Istilah kafir saya kira justru membuat segregasi yang lebar diantara warga muslim dan nonmuslim. Seringkali, pelabelan kata kafir justru diwarnai dengan ketegangan yang berpotensi memecah belah bangsa. Kita harus lihat, ini adalah pendekatan yang lebih serius dari kita untuk memperkuat kenyamanan berbangsa di Negara Kesatuan Republik Indonesia, tanpa menentangkan identitas tertentu.

Beberapa kelompok menuding keputusan NU mengeluarkan fatwa ini terkait kepentingan elektoral. Bagaimana pandangan Pak Ace terkait ini?
Wah, saya tidak setuju dengan tudingan tersebut. Saya kira, Munas NU tidak ada hubungannya dengan Pemilu 2019 sama sekali. Justru, di sini NU menegaskan identitas berbangsa yang seutuhnya. Yang memberikan kesamaan dan kesetaraan bagi warga muslim maupun nonmuslim di depan insitusi. Oleh karena itu, istilah mengkafir-kafirkan seseorang itu saya kira harus ditinggalkan.

Tapi kan persekusi terhadap minoritas tidak secara langsung berkurang hanya karena muslim tak lagi menyebut mereka yang agamanya berbeda sebagai kafir?
Tidak secara langsung, namun ini langkah awal.
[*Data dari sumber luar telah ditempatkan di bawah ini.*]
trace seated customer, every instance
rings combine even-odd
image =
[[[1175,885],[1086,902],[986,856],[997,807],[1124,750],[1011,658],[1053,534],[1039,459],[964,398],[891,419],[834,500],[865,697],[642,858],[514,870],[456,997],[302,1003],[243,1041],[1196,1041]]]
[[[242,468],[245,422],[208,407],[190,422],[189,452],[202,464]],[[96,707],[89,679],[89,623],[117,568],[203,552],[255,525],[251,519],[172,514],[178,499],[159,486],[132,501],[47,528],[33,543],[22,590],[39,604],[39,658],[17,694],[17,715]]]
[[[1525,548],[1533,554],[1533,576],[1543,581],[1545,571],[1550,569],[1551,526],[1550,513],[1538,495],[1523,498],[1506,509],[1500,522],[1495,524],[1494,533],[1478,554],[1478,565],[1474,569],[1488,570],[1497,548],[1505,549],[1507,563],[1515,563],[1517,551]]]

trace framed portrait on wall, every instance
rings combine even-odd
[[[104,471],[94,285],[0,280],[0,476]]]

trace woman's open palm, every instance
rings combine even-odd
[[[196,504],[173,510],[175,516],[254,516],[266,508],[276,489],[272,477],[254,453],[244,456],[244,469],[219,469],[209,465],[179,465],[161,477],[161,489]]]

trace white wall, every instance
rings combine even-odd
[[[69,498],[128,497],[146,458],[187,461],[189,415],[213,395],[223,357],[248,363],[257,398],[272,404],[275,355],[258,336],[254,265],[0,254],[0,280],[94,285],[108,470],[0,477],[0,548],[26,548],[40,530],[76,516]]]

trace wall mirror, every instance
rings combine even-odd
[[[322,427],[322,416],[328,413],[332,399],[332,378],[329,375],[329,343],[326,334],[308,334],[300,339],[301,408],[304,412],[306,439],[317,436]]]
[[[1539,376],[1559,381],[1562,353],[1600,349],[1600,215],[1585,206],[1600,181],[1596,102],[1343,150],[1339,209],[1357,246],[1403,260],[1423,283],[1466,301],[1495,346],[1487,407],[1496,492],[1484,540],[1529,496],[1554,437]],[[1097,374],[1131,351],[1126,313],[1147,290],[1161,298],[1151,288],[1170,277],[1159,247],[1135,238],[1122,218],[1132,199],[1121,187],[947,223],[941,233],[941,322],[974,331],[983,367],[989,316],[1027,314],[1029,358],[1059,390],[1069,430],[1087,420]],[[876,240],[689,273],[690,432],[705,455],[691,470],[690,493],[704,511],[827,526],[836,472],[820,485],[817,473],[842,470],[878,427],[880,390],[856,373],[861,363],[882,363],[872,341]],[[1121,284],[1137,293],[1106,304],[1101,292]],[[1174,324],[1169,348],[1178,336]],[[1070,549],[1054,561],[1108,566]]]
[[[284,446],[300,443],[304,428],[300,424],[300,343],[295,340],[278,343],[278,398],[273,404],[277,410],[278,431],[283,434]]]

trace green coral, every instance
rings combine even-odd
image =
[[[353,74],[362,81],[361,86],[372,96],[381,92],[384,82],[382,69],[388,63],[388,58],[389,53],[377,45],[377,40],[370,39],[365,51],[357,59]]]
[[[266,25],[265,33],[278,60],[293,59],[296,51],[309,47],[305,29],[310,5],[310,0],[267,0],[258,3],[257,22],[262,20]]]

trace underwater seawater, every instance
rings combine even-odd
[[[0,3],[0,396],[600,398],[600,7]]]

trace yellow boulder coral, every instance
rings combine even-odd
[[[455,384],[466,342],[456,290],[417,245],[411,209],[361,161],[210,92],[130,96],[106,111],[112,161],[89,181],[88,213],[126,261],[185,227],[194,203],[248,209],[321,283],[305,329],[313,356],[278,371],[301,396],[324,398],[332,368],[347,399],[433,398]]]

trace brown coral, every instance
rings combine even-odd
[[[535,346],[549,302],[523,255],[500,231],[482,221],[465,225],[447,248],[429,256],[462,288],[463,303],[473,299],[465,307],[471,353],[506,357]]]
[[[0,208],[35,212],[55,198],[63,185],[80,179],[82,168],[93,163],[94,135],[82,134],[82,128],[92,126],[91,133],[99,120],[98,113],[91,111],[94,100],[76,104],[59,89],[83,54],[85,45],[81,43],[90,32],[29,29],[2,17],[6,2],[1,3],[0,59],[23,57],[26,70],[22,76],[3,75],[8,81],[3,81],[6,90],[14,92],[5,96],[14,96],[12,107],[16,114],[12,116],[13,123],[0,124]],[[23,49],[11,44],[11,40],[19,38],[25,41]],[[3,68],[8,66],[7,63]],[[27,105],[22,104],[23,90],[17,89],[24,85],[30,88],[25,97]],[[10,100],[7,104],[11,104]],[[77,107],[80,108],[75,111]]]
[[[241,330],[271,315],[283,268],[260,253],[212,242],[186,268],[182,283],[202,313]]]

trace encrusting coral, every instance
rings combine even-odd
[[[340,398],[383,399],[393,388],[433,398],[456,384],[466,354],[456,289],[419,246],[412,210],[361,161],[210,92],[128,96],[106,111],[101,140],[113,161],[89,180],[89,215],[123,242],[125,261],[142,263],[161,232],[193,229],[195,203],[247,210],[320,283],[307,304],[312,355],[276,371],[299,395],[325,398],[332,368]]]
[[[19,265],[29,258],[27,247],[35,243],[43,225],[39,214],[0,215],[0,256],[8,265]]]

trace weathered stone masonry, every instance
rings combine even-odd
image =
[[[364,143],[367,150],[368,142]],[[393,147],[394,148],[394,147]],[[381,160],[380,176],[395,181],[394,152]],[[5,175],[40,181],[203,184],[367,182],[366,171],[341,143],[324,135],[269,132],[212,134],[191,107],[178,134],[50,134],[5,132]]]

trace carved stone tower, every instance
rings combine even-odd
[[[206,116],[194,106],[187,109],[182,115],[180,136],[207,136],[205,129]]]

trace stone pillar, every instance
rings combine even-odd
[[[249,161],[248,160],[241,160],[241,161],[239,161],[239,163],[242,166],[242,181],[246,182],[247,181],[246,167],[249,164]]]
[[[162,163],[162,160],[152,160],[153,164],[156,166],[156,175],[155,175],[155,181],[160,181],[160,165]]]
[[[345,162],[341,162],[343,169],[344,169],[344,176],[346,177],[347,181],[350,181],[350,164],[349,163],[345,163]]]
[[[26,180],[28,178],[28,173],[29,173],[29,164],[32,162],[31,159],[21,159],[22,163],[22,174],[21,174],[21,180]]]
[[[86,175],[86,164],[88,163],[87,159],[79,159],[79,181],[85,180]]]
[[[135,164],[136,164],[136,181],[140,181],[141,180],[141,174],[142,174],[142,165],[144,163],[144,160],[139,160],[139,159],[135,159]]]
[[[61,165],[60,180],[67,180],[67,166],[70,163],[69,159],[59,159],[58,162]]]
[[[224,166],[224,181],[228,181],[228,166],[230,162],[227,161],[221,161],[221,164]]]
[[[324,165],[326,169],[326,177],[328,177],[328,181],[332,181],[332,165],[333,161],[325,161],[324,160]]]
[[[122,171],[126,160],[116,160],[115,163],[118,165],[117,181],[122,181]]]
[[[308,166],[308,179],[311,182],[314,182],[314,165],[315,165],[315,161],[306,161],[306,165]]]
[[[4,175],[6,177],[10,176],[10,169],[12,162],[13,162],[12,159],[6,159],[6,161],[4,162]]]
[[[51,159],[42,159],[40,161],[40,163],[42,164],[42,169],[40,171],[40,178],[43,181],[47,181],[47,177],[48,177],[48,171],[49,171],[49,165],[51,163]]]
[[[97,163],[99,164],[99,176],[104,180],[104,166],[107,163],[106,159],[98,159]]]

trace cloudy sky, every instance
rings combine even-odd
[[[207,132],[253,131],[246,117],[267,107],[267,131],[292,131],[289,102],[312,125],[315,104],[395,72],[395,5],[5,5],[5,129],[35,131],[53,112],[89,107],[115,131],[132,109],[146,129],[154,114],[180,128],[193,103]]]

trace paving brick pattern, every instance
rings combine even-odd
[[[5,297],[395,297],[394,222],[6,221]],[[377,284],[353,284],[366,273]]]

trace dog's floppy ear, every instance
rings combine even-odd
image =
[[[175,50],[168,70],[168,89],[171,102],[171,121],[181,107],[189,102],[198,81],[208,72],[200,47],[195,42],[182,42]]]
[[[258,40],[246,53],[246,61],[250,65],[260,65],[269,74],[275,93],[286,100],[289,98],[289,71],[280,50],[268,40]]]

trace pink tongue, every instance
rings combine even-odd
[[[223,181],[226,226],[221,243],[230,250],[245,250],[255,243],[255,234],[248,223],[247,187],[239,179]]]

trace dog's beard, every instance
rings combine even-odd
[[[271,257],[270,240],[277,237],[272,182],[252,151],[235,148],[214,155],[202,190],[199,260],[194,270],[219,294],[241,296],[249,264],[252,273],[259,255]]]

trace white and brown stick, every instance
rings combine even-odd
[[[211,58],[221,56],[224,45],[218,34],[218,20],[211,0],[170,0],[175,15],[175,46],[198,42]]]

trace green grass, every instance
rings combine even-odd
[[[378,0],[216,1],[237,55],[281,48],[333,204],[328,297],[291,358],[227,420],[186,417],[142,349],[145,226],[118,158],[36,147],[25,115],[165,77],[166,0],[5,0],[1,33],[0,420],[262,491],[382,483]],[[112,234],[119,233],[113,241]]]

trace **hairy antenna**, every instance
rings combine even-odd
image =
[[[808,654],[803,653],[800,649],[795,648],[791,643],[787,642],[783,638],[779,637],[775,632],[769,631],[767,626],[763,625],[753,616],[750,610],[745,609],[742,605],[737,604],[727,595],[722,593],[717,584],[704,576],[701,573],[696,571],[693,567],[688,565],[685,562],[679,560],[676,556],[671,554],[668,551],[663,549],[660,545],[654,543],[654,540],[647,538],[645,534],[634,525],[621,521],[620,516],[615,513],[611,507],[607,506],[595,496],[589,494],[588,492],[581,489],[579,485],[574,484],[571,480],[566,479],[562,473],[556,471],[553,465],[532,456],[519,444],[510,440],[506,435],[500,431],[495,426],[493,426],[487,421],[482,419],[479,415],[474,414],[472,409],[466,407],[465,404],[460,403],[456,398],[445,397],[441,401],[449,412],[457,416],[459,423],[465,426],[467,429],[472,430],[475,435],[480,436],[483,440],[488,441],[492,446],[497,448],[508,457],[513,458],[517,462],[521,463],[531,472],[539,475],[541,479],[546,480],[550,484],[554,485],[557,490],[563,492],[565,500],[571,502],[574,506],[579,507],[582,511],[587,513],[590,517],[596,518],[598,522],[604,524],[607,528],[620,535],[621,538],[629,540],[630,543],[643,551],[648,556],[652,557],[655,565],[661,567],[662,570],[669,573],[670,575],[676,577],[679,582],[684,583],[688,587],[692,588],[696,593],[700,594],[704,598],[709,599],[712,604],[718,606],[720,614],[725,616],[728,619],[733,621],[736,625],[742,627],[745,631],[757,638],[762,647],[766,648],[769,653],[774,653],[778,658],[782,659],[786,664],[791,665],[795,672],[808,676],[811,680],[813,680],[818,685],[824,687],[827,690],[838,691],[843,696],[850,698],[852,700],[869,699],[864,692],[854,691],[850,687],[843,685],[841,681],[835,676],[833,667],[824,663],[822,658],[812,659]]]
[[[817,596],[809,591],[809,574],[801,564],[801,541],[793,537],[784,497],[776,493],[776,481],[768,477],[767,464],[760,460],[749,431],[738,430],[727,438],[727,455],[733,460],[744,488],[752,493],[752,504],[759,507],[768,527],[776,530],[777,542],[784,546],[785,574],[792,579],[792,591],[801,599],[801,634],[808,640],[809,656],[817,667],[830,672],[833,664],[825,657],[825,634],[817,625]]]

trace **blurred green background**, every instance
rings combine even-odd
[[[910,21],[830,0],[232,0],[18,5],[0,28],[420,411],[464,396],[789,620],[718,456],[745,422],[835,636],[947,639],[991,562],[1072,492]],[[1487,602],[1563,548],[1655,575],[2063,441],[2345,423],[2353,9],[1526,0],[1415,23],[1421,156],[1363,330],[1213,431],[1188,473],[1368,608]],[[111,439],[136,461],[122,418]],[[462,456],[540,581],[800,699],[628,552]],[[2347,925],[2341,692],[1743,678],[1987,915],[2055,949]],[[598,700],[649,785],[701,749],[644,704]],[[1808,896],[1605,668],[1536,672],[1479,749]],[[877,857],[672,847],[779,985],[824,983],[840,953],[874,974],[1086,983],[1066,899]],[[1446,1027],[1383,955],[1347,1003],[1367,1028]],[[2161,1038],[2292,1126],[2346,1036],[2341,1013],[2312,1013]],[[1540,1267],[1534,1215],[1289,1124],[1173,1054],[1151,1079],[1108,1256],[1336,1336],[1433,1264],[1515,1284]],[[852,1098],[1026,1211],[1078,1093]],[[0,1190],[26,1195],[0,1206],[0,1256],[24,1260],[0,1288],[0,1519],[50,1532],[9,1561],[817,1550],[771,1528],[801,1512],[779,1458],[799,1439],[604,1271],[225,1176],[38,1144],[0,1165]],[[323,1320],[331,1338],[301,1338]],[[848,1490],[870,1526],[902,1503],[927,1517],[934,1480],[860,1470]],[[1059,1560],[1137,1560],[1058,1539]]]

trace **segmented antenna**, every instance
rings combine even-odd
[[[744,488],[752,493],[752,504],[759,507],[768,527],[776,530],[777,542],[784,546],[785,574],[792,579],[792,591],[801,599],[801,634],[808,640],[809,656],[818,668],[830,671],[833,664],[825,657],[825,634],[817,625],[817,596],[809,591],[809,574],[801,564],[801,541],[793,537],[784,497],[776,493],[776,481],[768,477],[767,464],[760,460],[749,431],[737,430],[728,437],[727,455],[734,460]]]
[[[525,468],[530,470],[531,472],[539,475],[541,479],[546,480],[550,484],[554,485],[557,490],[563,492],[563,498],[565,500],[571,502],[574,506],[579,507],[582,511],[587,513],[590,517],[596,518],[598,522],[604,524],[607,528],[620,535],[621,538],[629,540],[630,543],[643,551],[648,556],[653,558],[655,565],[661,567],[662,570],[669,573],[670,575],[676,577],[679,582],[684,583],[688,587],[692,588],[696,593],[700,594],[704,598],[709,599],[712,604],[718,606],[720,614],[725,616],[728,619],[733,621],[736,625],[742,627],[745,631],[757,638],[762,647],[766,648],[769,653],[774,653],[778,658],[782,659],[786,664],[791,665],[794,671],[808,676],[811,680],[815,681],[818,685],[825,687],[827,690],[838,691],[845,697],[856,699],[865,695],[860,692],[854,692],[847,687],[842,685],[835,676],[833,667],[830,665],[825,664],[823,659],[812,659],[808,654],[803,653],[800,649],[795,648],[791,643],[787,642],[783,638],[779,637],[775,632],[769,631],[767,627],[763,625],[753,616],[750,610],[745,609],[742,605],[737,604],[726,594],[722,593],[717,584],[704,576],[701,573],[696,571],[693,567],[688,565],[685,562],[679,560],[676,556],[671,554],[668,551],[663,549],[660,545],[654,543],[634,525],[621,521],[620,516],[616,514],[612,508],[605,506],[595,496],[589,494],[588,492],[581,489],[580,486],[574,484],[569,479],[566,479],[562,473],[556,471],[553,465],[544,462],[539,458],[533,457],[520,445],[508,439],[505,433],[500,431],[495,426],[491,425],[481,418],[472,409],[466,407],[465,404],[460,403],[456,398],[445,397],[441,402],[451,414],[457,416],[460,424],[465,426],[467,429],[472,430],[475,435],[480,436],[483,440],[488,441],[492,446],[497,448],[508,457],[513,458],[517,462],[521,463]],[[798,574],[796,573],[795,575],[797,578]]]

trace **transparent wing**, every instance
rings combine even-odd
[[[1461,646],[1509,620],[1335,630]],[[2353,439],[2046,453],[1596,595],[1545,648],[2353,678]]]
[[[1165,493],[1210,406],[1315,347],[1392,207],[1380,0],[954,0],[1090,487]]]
Ini merupakan suatu terobosan pemikiran dari kalangan NU untuk memecah pandangan—yang selama ini hitam putih—dalam melihat hubungan antara agama dan negara. Karena banyak sekali pemahaman ke-agama-an yang eksklusif. Yang tentu saja kemudian menjalara kepada hubungan kemasyarakat, yang menjadi kian tertutup, dan sulit berbaur. Ini disebabkan oleh pemahaman keagamaan yang sempit, menurut saya.

Salah satunya indikasinya adalah, mengkafir-kafirkan seseorang dan saya kira hal seperti itu harus segera dihilangkan. Apalagi bangunan negara kita ini didasarkan pada keragaman namun memiliki cita-cita bersama yakni memakmuran NKRI. Seharusnya tidak ada perbedaan, yang kemudian menciptkan segregasi yang sangat kuat. Karena, hubungan mayoritas-minoritas, atau istilah atau term-term yang berpotensi memecah belah, justru membuat perbedaan yang sangat besar di masyarakat. Yang tentu saja, berpotensi untuk mengagalkan mewujudkan cita-cita bersama. Sekaligus ini adalah momentum menunjukan bahwa Islam itu adalah agama yang ramah, dan penuh kasih sayang terhadap agama lain, kepada sesama manusia. Karena, nilai-nilai ke-islam-an sejatinya harus ditunjukan dengan memberikan kesetaraan dalam konteks kehidupan bersosial dan bermasyarakat.